Though he never gave up rap, over time TOBi grew out of that harshness and grew into singing mildly.
“I’ve been singing for just as long [as I’ve been rapping] which no one knew,” he says. “As a teenager that was kind of soft…But on this album, in order to represent myself as truly and as authentically as I could, I wanted to use both methods of expression.”
To build STILL, starting in 2017, TOBi would travel from his homebase in Toronto to Los Angeles about every other month, crashing with his manager. In LA, TOBi was pushed out of his vocal comfort zone by Tim Suby, who urged the singer to reach for the tender, impassioned falsetto that peppers the project. Suby, a producer and composer who has worked with Ariana Grande, Travis Scott, and Jessie Reyez, also helped focus TOBi’s songwriting.
With his rap background, TOBi used to freestyle all his songs, brainstorming hundreds of words until he could hone in on one main idea. Suby encouraged him to work the opposite way, to begin with the album’s themes of boyhood memories and personal growth. “In the songs that we worked on I started from the root concepts, the story, the feeling, the emotion,” says TOBi.

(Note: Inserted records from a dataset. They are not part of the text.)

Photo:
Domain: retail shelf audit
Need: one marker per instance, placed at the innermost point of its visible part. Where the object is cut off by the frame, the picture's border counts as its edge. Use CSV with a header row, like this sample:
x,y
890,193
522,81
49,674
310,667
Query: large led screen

For TOBi, this was a bit of a role reversal, this mentorship. At the age of 18, he started taking on several counseling roles around Toronto, primarily with youth. First he manned a phone line for people experiencing acute emotional crises, then he worked on staff at residential programs for 12-to 24-year-old boys and girls receiving mental health support. TOBi would help them identify and meet goals. Sometimes that would look like finding permanent housing or employment. Often, it would look like sharing self-care strategies that he learned in therapy as a teen, while dealing with depression and anxiety as he tried to navigate two cultures. “Self-love ain’t a joke,” he croons on his track “Growth.”
TOBi sees a lot of himself in the young men he still finds time to work with once a month, even though his music career is taking off. In particular, he sees the resistance to vulnerability.
“It shows up in the language that’s being used, not using words that truly describe how [they] feel. With guys when you ask how they’re doing, it’s like always ‘good,’” says TOBi. “I’ve seen boys who, you know, we’ve built rapport, and they’ll confide something in me that their closest friends have no idea about. Like ‘yo, like, I’m actually feeling really sad about XYZ.’ Imagine carrying that around with you for so long.”
But with his music, TOBi isn’t trying to force anyone into replicating his growth. “I don’t want to be patronizing and be telling people what to do,” he says. And he doesn’t. STILL is deeply personal; deeply reflective of one man’s perspective.
“First and foremost, this album is for me. I wrote this album for me and the younger me,” he says.
But TOBi, who told me by the rocky water’s edge that he can’t help but see things through a social justice lens, seems too altruistic for that to be completely true.